The speed at which the high migrated was noticeable in the rapid clearing of cloudiness on Thursday and Friday. However, the high was not very intense with only a small, restricted core at 1024mB. This core remained far offshore.
The Cape frontal systems typically consists of two driving elements, the advancing South Atlantic high pressure cell and a low pressure vortex immediately south of the high’s leading (eastern) edge. Between these two cores, one stable, one very unstable, a high pressure ridge develops which is the leading face of the front. Ahead of the front, windy conditions reign and the airflow is from north to south. After the front, stable, cold, dense air follows with the airflow from the south west. That is why winter cold fronts always start in the south-western corner at Oranjemund before gradually spreading north and west.
The frontal system is visible on satellite images as a clearly demarcated line.
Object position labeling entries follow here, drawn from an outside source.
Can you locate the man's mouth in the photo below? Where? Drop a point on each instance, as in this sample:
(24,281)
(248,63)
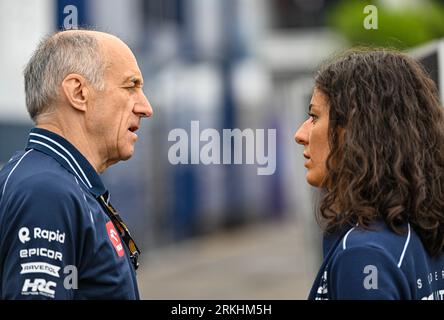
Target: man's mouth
(133,128)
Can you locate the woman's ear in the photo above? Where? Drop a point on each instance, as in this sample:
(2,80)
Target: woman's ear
(75,90)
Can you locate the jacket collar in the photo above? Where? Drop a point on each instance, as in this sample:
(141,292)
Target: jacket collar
(68,156)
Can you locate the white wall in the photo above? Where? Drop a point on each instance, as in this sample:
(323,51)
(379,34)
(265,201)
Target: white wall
(22,24)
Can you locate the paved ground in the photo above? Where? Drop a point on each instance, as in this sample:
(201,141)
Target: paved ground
(271,261)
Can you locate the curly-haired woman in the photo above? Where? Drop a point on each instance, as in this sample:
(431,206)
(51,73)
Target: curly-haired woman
(374,143)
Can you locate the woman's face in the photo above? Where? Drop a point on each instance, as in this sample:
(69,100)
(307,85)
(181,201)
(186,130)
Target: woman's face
(313,135)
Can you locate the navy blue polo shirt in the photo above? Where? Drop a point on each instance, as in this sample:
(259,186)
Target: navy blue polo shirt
(56,241)
(378,264)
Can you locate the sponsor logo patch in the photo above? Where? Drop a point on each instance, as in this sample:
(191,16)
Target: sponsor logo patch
(40,267)
(115,239)
(39,287)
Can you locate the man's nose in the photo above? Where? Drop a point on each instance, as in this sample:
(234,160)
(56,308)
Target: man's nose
(301,135)
(143,107)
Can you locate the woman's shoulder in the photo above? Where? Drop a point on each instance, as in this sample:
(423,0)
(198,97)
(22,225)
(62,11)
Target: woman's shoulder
(379,239)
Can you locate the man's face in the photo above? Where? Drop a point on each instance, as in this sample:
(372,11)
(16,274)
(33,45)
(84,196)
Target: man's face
(313,135)
(117,110)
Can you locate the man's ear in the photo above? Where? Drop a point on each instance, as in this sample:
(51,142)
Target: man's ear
(76,92)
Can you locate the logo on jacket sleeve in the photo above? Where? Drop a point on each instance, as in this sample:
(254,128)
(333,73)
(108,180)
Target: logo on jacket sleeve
(115,239)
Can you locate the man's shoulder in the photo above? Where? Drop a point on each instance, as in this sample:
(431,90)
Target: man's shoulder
(34,172)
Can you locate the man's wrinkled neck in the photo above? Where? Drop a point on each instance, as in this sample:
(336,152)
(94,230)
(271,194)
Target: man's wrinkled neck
(80,141)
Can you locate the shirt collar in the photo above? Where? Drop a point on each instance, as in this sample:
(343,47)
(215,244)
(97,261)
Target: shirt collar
(68,156)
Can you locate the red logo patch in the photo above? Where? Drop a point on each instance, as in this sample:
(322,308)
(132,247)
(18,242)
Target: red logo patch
(115,239)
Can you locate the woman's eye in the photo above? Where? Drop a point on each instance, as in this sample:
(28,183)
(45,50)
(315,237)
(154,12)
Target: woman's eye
(312,116)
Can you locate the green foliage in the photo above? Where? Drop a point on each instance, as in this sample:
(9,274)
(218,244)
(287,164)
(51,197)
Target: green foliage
(401,29)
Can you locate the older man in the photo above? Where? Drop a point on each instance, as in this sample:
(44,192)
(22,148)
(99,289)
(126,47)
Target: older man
(60,238)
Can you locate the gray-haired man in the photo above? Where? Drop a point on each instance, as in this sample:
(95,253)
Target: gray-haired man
(59,236)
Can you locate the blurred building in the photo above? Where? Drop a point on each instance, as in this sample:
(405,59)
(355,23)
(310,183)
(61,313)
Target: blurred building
(228,64)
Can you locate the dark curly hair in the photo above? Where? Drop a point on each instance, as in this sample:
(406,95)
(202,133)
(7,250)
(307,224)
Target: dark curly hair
(388,161)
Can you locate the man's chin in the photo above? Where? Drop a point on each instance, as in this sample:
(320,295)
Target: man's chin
(126,153)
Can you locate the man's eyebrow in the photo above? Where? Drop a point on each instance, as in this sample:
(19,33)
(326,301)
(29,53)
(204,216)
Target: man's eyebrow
(135,79)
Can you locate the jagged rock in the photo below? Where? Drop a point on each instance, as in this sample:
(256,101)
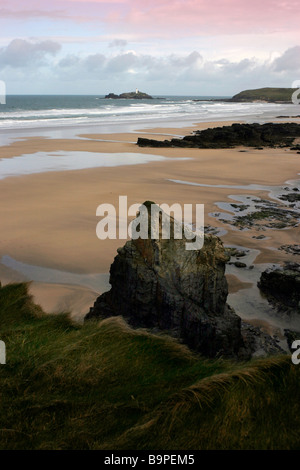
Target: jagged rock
(258,342)
(282,286)
(133,95)
(158,283)
(291,336)
(248,135)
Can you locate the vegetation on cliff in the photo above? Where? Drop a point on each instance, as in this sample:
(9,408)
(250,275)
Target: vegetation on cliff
(103,385)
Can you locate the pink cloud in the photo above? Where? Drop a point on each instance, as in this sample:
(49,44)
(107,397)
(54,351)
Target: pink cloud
(170,18)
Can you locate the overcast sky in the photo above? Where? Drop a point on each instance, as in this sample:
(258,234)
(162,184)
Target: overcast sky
(175,47)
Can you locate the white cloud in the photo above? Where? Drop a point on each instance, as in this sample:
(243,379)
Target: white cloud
(22,53)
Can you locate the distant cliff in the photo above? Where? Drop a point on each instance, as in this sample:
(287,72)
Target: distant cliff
(133,95)
(271,95)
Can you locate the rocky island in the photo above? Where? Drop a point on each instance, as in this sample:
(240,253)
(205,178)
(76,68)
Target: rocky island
(159,284)
(133,95)
(269,95)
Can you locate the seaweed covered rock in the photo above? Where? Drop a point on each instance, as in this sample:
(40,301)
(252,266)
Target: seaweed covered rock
(282,286)
(248,135)
(157,283)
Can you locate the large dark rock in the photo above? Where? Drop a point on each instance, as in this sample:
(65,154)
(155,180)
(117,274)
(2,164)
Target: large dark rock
(132,95)
(282,287)
(249,135)
(158,283)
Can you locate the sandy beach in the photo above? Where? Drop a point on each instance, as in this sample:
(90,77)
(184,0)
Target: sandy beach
(50,217)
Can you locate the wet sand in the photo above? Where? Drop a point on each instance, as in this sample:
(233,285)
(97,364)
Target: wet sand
(49,219)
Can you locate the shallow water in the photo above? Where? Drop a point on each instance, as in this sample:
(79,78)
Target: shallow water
(40,162)
(55,276)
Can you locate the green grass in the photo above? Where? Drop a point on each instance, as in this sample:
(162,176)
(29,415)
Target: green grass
(103,385)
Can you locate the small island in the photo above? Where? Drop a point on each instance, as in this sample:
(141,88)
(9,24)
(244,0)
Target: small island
(133,95)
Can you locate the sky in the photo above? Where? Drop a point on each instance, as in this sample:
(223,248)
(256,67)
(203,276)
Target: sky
(161,47)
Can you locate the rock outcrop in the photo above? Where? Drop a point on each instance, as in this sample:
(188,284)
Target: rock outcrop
(282,287)
(133,95)
(248,135)
(270,95)
(160,284)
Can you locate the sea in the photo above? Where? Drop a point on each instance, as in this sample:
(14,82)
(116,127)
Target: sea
(60,113)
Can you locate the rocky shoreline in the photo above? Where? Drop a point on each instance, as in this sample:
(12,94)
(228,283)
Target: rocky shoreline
(247,135)
(158,284)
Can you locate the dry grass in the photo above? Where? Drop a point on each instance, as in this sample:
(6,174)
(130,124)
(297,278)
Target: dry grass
(104,385)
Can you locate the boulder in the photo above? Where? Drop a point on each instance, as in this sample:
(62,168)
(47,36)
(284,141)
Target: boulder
(282,286)
(157,283)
To the south and the west, the skies are clear, and to the north and east, cloudiness remains, as indeed was the case on Thursday morning when a bank of strong clouds still remained east of the convergence line running more or less from Ondangwa through Etosha and Otjozondjupa to Mata Mata.
We are at the end of the rainfall season. Even if conditions were favourable for some rain next week, the overall synoptic bias shows high pressure control. The South Atlantic high pressure cell which entered Namibian airspace from the west on Wednesday night, continues to control the weather over the southern half of Namibia. Night will be cooler to cold and the skies will be clear over the weekend and into next week.
However, as the high shifts to the east, a low pressure system again develops in the Kunene region slowly moving down the coastal plain from north to south. In Angola, low pressure conditions remain over the interior with a strong anti-cyclonic circulation. This drives the low pressure system along the coast steadily to the south, again creating a substantial pressure differential between the interior of Botswana and the Namibian coastal plain. This leads to windy conditions next week over the Kavango and Owamboland. The closer to the escarpment, the more windy.
These conditions will slowly engulf the rest of the country south of Etosha. However, the core of the next approaching South Atlantic high is displaced far to the north, in line with Walvis Bay. Thus high pressure conditions will be dominant over most of Namibia. Subsequently, very little precipitation, if any, is expected despite the presence of a mid level trough.